Saturday, April 6, 2013

On the chopping block: 7 minutes.

With some good rest having re-fueled my brain, I can now coherently share the last day of picture editing. It is a big relief to have this big chunk done, as all of the other elements-- color correction, audio, scoring-- rely on this process being complete.

By yesterday morning (or... two days ago evening, yesterday afternoon, 4am? who knows), Ruan's office looked a lot like a dorm: a lot of socks on the floor, a nap spot on the floor, M&M snack mix bags, pistachio shells, gatorade syrup, melted iced-coffee, wires and iphones and CDs, half eaten tortillas, questionably runny guacamole, cereal bars, and 4 wide eyeballs. We were seriously hunkered down. By midday we happily trimmed the last clip of the final scene we had left to work on. Then we got ready to watch it over, thought about what fresh yummy lunch we could make, talked of a jog later in the afternoon, maybe a rent a movie and put our feet up, get some wine...?? The possibilities were endless, and seemed so relaxing and like the things real balanced people do. Then just as we were ready to watch, movies and jogs and sugarplums dancing about our heads, Ruan's mouse hovered at the end of our last scene, and he looked at me. Not a good look. Then he delivered the news: twenty-seven minutes.

oh. BLEEP.

Our festival short film rules say 20 minutes is the max. In this editing situation, 7 minutes is FOREVER.
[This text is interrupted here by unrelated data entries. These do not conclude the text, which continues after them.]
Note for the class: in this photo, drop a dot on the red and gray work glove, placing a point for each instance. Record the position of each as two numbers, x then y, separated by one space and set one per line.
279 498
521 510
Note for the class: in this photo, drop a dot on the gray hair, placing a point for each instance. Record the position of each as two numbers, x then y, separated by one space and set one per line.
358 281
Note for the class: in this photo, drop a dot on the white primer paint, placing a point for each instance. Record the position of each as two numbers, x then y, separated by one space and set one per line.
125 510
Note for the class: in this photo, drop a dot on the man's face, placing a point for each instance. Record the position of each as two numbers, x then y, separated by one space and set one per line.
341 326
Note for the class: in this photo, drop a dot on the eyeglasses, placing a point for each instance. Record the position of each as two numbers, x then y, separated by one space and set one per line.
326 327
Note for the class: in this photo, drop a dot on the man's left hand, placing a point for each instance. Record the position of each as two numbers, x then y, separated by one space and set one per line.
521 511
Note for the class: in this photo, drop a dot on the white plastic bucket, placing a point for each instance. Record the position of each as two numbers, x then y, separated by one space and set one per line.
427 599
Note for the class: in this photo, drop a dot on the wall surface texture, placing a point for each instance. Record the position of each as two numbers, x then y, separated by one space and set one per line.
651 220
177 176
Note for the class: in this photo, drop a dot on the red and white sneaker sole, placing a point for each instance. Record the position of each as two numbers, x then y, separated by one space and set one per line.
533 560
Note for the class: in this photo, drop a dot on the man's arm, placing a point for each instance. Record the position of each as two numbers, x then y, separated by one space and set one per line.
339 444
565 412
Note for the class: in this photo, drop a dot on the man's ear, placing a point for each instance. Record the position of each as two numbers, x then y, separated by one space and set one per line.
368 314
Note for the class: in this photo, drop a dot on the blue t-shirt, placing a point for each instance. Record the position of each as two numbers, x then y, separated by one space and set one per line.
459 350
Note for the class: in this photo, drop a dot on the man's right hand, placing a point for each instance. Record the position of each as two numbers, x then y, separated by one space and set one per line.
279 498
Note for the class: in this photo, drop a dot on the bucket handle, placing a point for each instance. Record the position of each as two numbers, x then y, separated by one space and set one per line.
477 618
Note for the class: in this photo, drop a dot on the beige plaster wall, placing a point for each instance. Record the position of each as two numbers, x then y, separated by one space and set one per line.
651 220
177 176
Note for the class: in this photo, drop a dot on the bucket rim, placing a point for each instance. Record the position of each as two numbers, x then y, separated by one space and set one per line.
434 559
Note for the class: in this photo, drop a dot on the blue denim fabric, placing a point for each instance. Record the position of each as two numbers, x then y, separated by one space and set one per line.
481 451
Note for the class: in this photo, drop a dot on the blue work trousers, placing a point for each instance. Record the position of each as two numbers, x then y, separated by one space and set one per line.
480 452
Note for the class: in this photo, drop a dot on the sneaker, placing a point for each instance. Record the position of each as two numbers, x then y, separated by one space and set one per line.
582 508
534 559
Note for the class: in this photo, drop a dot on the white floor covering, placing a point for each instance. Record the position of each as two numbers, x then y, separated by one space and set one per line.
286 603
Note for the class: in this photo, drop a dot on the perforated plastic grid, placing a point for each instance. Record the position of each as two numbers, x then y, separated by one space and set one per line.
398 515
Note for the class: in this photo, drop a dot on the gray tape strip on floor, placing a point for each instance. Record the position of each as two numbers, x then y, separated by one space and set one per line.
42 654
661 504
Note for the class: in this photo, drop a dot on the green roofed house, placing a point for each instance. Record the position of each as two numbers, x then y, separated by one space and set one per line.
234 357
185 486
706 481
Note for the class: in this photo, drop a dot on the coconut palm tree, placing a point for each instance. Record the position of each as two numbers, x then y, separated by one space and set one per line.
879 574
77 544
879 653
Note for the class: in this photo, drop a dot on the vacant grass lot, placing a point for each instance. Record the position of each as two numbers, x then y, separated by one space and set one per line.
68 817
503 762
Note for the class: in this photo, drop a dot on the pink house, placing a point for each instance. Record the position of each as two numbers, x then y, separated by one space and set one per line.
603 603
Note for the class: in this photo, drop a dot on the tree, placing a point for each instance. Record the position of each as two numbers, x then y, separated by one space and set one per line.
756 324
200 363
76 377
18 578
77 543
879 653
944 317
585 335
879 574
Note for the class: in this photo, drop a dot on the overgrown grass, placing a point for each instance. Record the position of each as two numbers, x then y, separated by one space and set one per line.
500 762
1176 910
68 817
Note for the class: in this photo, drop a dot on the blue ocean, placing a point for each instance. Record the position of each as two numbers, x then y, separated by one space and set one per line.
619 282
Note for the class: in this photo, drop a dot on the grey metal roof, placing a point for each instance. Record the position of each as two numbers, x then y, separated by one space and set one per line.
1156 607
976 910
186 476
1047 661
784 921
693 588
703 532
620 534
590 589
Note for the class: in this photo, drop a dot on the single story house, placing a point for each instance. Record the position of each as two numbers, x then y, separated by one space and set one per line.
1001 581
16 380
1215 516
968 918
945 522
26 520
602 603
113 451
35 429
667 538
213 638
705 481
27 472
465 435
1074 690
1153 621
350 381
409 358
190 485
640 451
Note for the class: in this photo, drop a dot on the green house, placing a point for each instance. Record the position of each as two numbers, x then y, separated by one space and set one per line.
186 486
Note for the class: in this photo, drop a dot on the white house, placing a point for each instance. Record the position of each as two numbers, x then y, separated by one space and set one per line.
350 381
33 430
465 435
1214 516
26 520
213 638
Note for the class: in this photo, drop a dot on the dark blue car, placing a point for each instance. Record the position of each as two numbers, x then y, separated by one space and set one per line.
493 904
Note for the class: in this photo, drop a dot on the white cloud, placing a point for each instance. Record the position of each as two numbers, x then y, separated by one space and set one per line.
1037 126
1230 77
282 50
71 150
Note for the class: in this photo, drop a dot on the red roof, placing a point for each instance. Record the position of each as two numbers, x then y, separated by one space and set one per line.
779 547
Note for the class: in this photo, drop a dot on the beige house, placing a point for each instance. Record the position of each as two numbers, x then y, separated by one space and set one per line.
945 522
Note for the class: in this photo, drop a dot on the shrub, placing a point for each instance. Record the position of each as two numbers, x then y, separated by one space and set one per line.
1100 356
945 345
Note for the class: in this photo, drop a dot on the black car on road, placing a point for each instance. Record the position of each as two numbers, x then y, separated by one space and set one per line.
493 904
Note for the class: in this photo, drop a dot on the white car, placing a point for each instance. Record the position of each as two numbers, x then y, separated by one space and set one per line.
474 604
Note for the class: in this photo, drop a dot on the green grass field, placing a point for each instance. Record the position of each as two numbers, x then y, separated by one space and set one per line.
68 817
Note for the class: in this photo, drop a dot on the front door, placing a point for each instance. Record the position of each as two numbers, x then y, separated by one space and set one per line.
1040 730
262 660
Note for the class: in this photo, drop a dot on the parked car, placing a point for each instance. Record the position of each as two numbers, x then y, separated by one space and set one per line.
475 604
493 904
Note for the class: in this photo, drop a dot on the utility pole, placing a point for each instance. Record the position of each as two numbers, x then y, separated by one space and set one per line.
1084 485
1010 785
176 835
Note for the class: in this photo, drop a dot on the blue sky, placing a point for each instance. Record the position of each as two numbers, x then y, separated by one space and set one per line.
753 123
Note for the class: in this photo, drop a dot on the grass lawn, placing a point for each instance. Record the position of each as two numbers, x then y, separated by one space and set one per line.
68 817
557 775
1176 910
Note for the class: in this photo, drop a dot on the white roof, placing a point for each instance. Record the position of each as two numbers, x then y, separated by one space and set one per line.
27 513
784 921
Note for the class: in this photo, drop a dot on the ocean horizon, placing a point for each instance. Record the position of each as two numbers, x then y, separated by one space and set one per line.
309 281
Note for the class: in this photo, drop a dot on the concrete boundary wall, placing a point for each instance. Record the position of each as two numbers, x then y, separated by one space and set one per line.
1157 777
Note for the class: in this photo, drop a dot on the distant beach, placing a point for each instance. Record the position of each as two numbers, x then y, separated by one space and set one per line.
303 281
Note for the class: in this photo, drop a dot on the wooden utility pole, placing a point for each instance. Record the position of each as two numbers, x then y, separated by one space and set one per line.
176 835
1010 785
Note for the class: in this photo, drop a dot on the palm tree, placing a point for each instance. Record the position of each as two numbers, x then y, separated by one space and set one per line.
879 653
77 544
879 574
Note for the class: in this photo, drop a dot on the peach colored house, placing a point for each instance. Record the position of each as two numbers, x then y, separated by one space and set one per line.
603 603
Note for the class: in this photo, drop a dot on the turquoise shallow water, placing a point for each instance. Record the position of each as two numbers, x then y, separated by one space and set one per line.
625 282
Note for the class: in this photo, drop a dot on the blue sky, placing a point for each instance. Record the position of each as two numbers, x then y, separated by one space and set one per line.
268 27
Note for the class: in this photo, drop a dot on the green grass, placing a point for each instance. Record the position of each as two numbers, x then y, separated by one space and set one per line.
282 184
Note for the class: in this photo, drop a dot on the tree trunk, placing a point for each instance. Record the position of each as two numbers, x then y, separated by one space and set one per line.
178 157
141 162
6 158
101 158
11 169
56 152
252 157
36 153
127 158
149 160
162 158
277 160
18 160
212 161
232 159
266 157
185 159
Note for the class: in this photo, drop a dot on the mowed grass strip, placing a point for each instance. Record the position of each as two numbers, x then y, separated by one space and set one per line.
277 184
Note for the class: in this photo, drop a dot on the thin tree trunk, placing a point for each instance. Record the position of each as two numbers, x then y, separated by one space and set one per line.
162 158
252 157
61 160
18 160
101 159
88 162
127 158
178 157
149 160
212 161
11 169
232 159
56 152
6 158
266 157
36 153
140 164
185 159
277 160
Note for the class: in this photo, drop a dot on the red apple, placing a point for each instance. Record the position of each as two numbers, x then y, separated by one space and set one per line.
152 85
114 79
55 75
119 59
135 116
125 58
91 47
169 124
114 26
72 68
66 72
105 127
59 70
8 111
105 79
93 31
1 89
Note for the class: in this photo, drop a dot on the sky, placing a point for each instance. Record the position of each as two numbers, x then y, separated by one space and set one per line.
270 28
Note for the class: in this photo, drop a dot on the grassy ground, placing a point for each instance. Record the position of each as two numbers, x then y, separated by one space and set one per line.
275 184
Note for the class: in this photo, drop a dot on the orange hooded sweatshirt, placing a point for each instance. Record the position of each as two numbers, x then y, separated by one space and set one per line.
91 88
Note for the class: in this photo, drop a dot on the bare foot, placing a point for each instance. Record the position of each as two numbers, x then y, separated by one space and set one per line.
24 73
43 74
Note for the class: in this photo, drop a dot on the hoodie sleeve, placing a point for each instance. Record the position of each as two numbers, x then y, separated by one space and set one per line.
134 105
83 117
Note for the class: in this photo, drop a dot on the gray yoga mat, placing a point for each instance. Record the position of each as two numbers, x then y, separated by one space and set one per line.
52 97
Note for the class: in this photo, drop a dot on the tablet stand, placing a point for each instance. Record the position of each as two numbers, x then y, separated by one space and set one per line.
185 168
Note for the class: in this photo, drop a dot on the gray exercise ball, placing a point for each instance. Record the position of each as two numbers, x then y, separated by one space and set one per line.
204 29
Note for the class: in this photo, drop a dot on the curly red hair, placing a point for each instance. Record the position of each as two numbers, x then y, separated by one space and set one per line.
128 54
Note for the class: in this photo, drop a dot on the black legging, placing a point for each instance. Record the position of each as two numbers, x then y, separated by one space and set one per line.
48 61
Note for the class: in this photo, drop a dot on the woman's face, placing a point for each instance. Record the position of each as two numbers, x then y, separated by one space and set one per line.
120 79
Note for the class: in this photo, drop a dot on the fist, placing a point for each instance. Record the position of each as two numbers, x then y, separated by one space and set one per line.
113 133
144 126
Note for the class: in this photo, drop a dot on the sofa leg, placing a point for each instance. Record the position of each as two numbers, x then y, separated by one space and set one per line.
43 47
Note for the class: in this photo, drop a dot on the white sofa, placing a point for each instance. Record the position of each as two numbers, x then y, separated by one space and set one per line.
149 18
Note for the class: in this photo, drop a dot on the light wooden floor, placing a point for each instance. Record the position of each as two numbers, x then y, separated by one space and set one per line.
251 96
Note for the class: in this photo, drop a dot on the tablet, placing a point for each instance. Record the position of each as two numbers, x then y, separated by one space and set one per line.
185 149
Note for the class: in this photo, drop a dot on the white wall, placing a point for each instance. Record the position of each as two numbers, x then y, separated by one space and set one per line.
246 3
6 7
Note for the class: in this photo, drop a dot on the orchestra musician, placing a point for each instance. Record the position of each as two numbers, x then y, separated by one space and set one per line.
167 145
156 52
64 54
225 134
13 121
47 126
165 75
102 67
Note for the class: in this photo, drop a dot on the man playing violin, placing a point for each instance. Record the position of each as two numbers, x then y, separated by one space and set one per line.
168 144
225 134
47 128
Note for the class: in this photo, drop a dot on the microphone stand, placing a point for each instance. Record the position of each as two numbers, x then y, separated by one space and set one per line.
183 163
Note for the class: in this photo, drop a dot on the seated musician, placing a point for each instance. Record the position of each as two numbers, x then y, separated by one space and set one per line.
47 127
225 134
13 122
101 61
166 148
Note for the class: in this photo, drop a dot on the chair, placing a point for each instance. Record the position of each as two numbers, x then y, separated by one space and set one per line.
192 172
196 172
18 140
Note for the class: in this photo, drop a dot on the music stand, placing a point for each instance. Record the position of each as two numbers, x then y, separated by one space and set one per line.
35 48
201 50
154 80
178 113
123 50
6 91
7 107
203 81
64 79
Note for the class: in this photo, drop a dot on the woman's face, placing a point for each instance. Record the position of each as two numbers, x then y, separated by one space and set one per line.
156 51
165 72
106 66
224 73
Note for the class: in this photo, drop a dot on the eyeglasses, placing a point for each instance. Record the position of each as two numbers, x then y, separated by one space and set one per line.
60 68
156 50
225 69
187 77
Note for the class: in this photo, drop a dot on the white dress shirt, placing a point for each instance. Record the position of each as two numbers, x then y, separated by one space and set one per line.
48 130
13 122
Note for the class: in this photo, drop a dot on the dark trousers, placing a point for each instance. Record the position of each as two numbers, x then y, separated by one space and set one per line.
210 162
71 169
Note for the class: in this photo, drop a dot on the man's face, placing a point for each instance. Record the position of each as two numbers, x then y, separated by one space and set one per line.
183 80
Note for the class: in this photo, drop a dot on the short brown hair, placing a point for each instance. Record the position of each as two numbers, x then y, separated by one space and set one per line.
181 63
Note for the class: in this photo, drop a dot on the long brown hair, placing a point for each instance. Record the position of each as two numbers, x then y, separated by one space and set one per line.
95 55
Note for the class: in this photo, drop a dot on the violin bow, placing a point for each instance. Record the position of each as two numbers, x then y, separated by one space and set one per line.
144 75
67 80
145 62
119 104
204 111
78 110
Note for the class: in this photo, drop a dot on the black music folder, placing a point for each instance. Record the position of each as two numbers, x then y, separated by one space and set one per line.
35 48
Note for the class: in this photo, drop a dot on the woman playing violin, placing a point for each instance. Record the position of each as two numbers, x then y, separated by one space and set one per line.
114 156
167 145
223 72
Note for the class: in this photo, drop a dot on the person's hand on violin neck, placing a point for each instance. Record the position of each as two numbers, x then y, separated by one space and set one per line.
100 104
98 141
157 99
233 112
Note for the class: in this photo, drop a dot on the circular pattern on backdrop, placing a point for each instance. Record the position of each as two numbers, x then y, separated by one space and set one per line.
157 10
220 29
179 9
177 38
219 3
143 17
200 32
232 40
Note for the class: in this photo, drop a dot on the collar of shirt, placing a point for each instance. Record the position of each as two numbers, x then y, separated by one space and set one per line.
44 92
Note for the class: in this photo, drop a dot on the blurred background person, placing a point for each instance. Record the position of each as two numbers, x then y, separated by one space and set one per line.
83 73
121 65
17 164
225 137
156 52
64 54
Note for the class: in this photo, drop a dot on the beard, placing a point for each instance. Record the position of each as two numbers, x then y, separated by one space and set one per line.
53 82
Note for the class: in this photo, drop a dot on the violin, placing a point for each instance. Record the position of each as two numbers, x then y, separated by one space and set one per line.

Nope, I thought. Simply, NOPE. I like it all, it works this way, this is the story we are telling, and Ruan you maniac we're not cutting 7 minutes from this film.

But we had to. And we worked all day, and up until around midnight cutting that 7 minutes out of the final edit. We must have gone through and through and through that film at least 11 times, each time shaving a mimute, or 2, or 45 seconds. We didn't have even ten seconds of time to spare, because audio needs to time to bring quality into the work as well. The longer we wait to give the final film edit, the less time they have to do their work. By midnight yesterday my eyeballs had found their way safely back into my head and my scales receded, and we had 20 minutes and 4 seconds. Ruan's cold sweat dried up,

It occurred to me as we were trimming down our edit that finding rich details in a mere second, or finding one look, one line, delivered so well that it tells a full feeling as fast you can blink is a real art. It's an art that happens in the shot choice, in the directing, in the performance, in the editing, and in coalesces in a magical way sometimes. It's a doozy. And discovering this is what got us through, as we began to get the hang of not relying every time on one long beautiful 9 seconds of a moment between actors, and instead recognizing the punch these performers delivered in one powerful second of being in the moment with each other. I won't say it wasn't stressful, or that I didn't almost deny Ruan the right to eat because those bleeping-ing 7 minutes we had to trim... but we made it down to the time we need, and I don't feel that we sacrificed story to do so.

Again: Ruan's patience is a blessing, Jason Roberts' our 1st AD is a rockstar for his enthusiasm and willingness to help at every stage, each of your (72 of you Kickstarter backers!) support is inspiring and motivating. Thanks also to my dad for his daily emails of encouragement, my mom for her positivity and guidance for LUNAFEST, Ruan's parents for feeding us and keeping us warm and with a roof while we've gone through this process for the last several days. Looking forward to details soon about how the audio mixing is going!